Let's look at the problem again from Galileo's experiments.  Imagine if Galileo had been able to make millions and millions of experiments rolling balls down inclines and dropping objects off the Leaning Tower of Pisa.  If this were possible, then he wouldn't have needed Newton's laws of motion (i.e. F=m*a) to predict where a ball of a specified mass would be at a specified time if he rolled it down an incline of some specified grade and initial speed.  He would simply look up his very large experimenter's notebook for the closest matching initial conditions.  Then, he would move his index finger across that experiment's results looking for the distance travelled at that specific time (or closest match).  If his data set was exceptionally large, then he would probably have an exact match for all those conditions!

In this above example, no one modeled the data.  Instead, the raw data was used to make a prediction - and very likely an accurate one! 

Compare that to a human-made model.  By definition, a model doesn't represent the real-world scenario completely.

Human-made models are incomplete, error-prone, and perhaps wrong. 

I'm being generous; I suspect that most models are wrong.  If they briefly appear correct, then it is good luck - not good science.  Think about it.  Noble Prizes are awarded to people that come up with accurate models of how things work.  Do you think you can find that rare Noble Prize caliber data scientist to work for your company?

Someone may object to this no-model method by saying, "well, that doesn't tell us why the ball moves!"  This is a valid point.  Relying on Big Data alone will not give you a deeper understanding of why things happen.  My argument to counter this is three-fold:

First, the traditional modeling methods don't give you a deeper understanding, either.  Take statistics for example.  It starts off with a data model, and ends up with a possible spread of results.  It does not reveal the "why" things happen.  F=m*a doesn't reveal why the ball moves, either.  (It would take Einstein's General Relativity to explain why the ball rolls downhill, i.e. the curvature of spacetime.) To get an automated deeper understanding of the data, machine intelligence is needed.

Second, let's understand why we want to know the "why".  It is so that we can make better decisions about actions to take to maximize our desired results.  Well, if using Big Data without modeling can make better predictions, and machine intelligence such as the General Artificial Intelligence using Software (GAIuS) framework can be used to leverage those predictions to automatically make better decisions, then there is little reason for us to attempt to know the "why".  Cut out the middle-man.  Just use it and get your desired results.

Third, if the "why" is truly required, then the no-model method of GAIuS can provide that with help from a data scientist.  To make predictions, GAIuS looks at all the similar past scenarios.  It can return what is common among all those scenarios to the data scientist to review.  It is then up to the data scientist to make that leap of understanding to answer the "why".  This leap is made shorter by providing only the relevant information, rather than a statistical dump.

If your dataset has a lot of useful or actionable information, don't cause unnecessary problems by modeling it.  Keep it clean.  Use the data directly.
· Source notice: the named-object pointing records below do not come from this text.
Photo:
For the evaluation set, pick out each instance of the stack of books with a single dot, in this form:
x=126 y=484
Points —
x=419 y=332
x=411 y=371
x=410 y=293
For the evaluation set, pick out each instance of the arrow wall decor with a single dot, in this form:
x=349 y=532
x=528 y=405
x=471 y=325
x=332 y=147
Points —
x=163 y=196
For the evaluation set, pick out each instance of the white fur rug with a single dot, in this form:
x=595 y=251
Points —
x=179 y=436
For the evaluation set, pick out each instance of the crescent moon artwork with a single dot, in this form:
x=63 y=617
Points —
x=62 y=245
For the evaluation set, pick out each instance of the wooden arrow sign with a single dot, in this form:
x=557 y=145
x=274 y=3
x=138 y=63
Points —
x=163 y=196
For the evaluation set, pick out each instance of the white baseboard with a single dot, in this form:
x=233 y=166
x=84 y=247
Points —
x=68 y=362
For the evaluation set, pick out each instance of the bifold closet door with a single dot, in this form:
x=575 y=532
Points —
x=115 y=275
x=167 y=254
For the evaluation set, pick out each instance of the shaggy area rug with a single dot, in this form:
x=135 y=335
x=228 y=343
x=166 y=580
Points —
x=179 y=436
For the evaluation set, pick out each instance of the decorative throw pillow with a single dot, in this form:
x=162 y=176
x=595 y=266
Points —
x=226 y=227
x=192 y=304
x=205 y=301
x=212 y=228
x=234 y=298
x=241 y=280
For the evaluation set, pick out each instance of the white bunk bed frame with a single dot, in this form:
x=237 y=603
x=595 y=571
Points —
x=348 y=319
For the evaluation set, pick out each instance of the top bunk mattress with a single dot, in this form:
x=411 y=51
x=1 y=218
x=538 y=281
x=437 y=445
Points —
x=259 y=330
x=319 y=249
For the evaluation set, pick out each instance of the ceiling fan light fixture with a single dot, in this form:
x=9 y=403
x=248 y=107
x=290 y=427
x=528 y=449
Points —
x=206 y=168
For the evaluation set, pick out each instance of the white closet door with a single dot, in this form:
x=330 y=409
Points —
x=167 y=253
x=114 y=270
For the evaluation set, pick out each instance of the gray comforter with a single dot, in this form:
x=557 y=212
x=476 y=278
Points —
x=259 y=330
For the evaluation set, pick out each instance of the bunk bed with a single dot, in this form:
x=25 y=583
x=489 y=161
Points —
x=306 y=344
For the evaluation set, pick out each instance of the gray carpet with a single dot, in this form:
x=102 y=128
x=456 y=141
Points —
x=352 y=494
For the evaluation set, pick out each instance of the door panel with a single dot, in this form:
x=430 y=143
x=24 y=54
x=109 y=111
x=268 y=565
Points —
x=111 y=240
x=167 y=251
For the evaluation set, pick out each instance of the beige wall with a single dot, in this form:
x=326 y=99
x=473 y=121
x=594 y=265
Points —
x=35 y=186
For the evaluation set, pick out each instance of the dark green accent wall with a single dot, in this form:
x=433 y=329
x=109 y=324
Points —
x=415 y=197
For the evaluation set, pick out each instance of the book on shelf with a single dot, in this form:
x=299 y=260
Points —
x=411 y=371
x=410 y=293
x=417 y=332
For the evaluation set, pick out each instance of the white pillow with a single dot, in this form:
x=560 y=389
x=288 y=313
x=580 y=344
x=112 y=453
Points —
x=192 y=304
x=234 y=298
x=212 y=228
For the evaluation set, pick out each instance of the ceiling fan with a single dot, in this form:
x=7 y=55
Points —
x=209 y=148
Frameworks such as GAIuS by COGNITUUM can help you do this. 

On the other hand, if your dataset is small and there are no plans on growing it, then modeling may be a good option.  Keep in mind, though, if your dataset is too small, it doesn't matter how much you model it - your results will not be accurate.

You may get lucky with a few predictions, but this won't last.  Instead, use GAIuS' machine learning from the beginning.  It will improve automatically as more data is provided.